I find that students sometimes have a hard time separating classroom time from “specials” time when I am in their room. To avoid confusion, set your own rules and expectations from Day 1 and remind your students frequently. I bring this set of colorful classroom rules posters on the first day of class and allow students to vote on their top three rules. I write their three choices on the top of my attendance roster and remind them of their classroom expectations for each other each time I visit. They love having ownership over their rules! I usually add, “If you don’t bring it with you to your other specials classes, such as PE, Library, Music, Art, or Computer, don’t take it out during our time together, either.”

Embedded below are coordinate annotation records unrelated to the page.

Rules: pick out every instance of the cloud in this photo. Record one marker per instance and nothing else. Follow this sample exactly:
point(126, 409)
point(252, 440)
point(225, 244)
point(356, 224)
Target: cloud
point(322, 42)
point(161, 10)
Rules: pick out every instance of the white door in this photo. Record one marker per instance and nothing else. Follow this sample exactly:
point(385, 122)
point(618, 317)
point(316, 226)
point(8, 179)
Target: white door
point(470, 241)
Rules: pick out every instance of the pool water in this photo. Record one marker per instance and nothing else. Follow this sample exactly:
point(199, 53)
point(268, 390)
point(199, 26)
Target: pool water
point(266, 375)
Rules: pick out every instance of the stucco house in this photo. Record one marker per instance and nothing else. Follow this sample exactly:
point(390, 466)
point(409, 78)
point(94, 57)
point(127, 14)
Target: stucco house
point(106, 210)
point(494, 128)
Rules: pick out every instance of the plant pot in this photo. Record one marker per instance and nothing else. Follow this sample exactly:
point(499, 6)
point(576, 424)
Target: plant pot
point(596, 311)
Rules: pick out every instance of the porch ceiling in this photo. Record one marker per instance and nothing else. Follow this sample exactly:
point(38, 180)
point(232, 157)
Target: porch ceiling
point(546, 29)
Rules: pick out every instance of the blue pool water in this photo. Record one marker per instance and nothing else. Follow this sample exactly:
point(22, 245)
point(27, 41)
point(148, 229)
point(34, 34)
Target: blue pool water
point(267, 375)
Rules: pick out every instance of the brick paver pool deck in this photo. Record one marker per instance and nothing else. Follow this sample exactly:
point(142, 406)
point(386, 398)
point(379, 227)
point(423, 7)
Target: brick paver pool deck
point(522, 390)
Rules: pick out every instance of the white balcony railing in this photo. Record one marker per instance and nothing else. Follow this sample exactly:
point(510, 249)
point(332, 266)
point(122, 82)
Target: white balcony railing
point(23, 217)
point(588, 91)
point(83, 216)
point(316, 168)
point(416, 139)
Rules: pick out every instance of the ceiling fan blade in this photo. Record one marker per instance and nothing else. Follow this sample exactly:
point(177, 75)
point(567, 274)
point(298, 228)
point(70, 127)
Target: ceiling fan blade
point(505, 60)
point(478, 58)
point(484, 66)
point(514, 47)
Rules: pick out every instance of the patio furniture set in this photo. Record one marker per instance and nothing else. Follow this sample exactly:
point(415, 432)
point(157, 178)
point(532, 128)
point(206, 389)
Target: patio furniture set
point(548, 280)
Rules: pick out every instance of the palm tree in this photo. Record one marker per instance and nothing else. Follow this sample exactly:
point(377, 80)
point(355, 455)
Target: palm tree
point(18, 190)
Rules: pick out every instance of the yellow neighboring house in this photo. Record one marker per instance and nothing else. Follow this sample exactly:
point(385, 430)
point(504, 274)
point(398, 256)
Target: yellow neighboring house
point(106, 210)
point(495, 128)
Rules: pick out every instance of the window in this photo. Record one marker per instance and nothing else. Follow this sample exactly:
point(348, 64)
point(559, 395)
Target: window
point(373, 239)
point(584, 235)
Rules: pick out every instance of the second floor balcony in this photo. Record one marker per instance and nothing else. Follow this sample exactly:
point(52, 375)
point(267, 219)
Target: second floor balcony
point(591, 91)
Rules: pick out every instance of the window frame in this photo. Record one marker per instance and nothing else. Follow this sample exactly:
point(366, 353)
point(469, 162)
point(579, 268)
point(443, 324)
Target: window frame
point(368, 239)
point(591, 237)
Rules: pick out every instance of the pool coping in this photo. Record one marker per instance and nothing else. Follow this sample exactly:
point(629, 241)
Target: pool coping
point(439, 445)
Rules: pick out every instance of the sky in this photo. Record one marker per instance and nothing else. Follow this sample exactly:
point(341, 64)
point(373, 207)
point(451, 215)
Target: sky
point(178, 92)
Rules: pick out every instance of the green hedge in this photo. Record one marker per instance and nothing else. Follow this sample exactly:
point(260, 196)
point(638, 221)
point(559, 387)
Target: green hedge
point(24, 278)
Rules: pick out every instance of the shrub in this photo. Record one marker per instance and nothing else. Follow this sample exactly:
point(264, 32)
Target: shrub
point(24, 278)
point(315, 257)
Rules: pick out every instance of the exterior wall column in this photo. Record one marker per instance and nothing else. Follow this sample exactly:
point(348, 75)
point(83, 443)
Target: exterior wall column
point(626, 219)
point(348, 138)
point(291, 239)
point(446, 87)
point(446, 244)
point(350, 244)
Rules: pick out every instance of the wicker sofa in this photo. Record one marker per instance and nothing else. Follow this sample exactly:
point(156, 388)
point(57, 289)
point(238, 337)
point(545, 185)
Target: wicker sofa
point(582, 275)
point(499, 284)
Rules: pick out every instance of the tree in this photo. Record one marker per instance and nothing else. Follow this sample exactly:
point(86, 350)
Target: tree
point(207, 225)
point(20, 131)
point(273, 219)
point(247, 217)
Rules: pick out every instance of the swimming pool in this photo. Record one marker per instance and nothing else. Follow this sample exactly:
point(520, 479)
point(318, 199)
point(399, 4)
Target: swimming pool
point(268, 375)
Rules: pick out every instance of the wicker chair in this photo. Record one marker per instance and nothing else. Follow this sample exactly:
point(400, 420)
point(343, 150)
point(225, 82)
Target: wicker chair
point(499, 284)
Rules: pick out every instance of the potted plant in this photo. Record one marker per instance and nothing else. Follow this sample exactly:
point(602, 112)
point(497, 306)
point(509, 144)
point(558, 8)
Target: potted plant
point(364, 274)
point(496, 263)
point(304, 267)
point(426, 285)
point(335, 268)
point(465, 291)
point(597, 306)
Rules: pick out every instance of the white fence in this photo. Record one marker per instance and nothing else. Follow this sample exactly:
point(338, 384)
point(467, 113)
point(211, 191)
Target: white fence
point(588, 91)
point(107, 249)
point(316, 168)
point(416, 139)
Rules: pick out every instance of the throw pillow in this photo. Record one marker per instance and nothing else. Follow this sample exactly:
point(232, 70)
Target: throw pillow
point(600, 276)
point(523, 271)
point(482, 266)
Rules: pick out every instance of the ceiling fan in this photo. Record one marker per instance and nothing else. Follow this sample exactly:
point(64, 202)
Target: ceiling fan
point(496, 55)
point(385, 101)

  1. CARRY CLASS ROSTERS AND TAKE ATTENDANCE

I carry a class roster with all medical notes and accommodations on my clipboard and take attendance for each class. Even if the teacher tells me who is absent or elsewhere, I make a point to take attendance. This helps me learn names, track attendance for report cards and emergencies, and make connections with my students. I usually ask a “Question of the Day” for students to answer when I call their names for roll.

  1. TRAVEL WITH EXTRA ACTIVITIES

Bring extra activities in case you finish early or the technology in the classroom doesn’t work. Keep a small ball in your bag, like a thumbball or Koosh ball* for simple energizers such as Name Juggling. I have had times where the power went out or the technology was unavailable/not working and I had to improvise. I usually bring a storybook related to the lesson for if we have extra time. Movement activities to recap your lesson are also great ways to fill time! The teachers always appreciate when I return their students back in a calm state, so I keep a ring of laminated mindful moment cards to open and close our time together. (I got mine from Counselor Keri.)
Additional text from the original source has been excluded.